Edwin Outwater, who got his start as an assistant conductor to Tilson Thomas in San Francisco, led the inspirational finale of Bernstein’s “Chichester Psalms” before Tilson Thomas returned to raise the roof with “Roman Festivals.”

Respighi’s evocations of gladiators at the Circus Maximus, of early Christian pilgrims and other scenes of ancient Roman life, seem a surprisingly odd epilogue to an all-American conductor’s storied career. But Tilson Thomas has always been an arresting programmer, even in his 20s when he served as music director of the Ojai festival. “Roman Festivals” has long been a Tilson Thomas favorite.
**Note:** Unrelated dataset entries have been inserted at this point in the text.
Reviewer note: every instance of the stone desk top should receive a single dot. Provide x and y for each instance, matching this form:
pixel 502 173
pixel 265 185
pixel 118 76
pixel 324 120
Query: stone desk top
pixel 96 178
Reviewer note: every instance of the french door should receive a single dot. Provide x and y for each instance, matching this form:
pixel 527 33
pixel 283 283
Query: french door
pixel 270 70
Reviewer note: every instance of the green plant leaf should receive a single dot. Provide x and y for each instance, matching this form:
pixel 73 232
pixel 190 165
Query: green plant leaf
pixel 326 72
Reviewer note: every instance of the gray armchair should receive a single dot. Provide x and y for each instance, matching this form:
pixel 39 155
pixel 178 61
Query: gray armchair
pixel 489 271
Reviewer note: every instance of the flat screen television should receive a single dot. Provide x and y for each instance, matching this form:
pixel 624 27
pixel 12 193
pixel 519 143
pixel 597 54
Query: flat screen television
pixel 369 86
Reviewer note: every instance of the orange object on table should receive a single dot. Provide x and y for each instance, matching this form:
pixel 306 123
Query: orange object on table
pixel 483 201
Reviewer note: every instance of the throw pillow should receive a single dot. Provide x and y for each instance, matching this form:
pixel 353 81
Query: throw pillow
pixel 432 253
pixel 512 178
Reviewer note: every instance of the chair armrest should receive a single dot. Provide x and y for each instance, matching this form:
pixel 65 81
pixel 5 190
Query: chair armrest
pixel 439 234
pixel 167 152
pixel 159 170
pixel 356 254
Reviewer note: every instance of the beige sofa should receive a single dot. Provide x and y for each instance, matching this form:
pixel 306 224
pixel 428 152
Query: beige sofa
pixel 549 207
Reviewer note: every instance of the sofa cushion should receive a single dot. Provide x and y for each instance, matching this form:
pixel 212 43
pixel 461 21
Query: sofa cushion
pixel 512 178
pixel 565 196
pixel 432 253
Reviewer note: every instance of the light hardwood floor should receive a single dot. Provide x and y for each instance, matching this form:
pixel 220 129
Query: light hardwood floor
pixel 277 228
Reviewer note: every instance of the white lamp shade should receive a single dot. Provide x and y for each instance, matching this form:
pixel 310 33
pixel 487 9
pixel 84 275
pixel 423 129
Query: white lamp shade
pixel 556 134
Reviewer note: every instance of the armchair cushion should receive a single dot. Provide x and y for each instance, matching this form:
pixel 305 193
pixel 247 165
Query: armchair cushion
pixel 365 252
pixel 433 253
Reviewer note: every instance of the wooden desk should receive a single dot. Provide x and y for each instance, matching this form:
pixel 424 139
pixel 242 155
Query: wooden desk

He recorded it with the L.A. Phil in 1978, relishing the details of ancient Rome in all its intricate and realistic complexity.

This last time, Tilson Thomas offered an epic, yet longing, look back. Trumpets blared with startlingly loud majesty. Pilgrims were lost in stunning meditative refinement. In the last of the four festivals, “The Epiphany,” grace and grandeur merged as one, with final, firm orchestral punctuation massively powerful. It was as if Tilson Thomas was saying to the audience, “This one is for you. And I’m still here saying it.”

Tilson Thomas has made a practice of musing about what happens when the music stops. What is left? How long does the music stay with us, somewhere inside? Can it change us? Does it matter?

From the instant Tilson Thomas became music director of the San Francisco Symphony in 1995, he treated the orchestra as an essential component of San Francisco life. His successor, Esa-Pekka Salonen, has taken that to heart with the kind of innovatory spirit that he had brought to the L.A. Phil. The orchestra’s management has not, however, provided needed support, and Salonen is leaving in June. Musicians stood outside Davies handing out fliers to the audience demanding that the orchestra pursue Tilson Thomas’ mission.

The San Francisco Symphony has reached a turning point. Respighi wrote of “The Epiphany” that he wanted frantic clamor and intoxicating noise, expressing the popular feeling “We are Romans, let us pass!” Tilson Thomas beat out those three emphatic staccato orchestral chords — Let! Us! Pass! — as though meant to ring and ring and ring, as lasting as centuries-old Roman monuments.